More Workers Decline Health Coverage
More workers are declining employer-sponsored health benefits largely because they are being required to contribute more toward health insurance premiums, according to a study released Friday by the Robert Wood Johnson Foundation, the San Francisco Chronicle reports.
The study used data from the 2003 U.S. census, as well as a federal medical survey.
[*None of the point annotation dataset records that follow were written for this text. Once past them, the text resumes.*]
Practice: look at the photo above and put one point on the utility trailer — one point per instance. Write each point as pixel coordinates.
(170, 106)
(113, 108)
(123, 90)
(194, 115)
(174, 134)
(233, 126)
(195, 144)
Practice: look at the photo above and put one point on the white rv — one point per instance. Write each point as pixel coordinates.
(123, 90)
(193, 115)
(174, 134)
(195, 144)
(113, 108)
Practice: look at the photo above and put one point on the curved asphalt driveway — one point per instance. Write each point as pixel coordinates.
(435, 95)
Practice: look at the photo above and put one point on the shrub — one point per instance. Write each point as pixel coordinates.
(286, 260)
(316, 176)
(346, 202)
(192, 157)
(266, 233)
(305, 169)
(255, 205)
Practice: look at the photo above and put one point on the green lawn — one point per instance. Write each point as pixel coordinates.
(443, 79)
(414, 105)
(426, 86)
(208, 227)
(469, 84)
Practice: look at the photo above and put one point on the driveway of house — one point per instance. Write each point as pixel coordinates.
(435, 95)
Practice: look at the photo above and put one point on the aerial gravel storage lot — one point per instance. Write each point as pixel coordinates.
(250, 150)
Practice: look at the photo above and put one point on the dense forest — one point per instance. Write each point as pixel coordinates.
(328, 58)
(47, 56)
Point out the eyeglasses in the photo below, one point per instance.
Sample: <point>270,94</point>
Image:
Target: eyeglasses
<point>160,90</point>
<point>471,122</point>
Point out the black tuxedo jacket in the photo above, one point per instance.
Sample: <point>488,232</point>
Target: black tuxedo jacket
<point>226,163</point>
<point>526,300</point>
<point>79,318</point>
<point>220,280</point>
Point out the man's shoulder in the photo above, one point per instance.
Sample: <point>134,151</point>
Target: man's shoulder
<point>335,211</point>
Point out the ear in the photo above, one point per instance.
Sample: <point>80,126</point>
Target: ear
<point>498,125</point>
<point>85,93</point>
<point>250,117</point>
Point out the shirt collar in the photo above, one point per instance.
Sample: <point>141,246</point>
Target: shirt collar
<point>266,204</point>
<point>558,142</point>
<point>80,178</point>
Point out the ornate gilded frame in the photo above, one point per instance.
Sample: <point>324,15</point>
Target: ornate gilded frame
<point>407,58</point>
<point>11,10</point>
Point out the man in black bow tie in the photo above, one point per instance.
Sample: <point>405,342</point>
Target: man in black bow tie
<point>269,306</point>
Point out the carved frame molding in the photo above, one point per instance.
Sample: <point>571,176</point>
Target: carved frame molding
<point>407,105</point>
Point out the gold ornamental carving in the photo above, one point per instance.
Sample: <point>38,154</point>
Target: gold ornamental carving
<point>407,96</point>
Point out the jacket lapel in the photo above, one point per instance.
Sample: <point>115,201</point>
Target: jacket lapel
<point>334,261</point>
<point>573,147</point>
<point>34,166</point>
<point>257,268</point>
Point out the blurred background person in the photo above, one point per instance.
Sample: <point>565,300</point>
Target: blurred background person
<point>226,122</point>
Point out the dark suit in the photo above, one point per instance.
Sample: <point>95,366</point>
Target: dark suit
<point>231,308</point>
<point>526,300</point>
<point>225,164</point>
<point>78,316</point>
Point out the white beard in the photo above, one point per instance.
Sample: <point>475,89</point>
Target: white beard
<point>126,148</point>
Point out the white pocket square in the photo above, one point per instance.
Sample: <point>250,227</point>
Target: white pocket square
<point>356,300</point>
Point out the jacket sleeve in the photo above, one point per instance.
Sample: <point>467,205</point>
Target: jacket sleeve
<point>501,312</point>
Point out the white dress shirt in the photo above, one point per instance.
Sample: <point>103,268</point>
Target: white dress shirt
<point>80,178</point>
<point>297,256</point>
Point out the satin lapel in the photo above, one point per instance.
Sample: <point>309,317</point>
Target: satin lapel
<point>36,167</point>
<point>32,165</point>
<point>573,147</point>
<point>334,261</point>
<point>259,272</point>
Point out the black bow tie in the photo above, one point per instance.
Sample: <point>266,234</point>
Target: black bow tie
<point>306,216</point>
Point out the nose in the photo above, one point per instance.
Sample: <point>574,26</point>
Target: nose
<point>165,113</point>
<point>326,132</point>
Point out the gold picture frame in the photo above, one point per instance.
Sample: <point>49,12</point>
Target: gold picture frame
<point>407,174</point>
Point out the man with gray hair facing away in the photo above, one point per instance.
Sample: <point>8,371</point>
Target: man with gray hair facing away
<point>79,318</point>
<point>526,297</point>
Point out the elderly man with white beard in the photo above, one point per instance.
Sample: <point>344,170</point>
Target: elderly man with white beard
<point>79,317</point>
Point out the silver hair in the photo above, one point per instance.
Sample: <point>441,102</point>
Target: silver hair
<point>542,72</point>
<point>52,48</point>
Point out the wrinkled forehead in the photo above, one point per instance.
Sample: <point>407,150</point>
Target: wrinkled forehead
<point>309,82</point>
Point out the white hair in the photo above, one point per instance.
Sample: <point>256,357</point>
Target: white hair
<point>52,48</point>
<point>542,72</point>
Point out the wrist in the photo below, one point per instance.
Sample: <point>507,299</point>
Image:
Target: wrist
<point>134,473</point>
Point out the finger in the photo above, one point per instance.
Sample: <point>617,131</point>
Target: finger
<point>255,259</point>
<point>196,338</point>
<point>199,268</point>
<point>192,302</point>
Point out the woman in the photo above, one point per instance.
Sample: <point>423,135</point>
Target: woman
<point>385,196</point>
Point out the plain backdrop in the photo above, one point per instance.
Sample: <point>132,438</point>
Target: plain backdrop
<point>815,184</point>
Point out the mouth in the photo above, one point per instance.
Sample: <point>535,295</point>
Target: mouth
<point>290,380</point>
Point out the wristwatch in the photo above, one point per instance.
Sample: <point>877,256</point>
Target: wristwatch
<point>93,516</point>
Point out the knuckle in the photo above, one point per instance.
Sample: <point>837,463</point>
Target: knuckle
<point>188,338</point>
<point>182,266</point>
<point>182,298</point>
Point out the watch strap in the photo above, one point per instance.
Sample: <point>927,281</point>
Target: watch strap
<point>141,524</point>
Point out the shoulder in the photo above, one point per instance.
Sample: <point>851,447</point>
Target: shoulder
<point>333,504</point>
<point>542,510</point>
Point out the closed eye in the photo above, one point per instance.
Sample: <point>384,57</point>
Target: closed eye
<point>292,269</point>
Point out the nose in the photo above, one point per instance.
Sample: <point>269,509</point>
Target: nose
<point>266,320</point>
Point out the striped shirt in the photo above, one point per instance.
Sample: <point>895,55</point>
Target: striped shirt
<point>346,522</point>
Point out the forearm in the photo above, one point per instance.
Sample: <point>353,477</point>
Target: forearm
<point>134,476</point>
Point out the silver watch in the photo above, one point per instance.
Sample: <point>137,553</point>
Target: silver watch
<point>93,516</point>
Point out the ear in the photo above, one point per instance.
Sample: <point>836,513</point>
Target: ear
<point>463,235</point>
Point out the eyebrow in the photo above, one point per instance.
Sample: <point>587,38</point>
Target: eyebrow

According to the report:
- 82% of California workers accepted their employers' coverage in 2003, compared with 87% in 1998;
- The average premium paid by a California worker increased by 42% during the study period, from $2,316 in 1998 to $3,293 in 2003;
- Health coverage costs increased, but the percentage of the annual premium workers paid in California slightly decreased to about 14% in 2003; and
- About 66% of insured Californians were employed at companies that offered health care benefits.
The foundation also released data from the Urban Institute that found more than half of working adults who do not have health insurance cite the cost of coverage as their reason for being uninsured (Colliver, San Francisco Chronicle, 5/5).
A California HealthCare Foundation-commissioned analysis of the Massachusetts health insurance mandate shows "it may be difficult -- if not impossible -- for some states to pursue health reform on their own," according to an opinion piece by Karen Davenport and Meredith King of the Center for American Progress. Davenport and King write that lawmakers should use the recently enacted in Massachusetts law "as inspiration for a national search-and-rescue operation for our health care system" and make "affordable health coverage for everyone a national priority" (Davenport/King, Center for American Progress Web site, 5/3).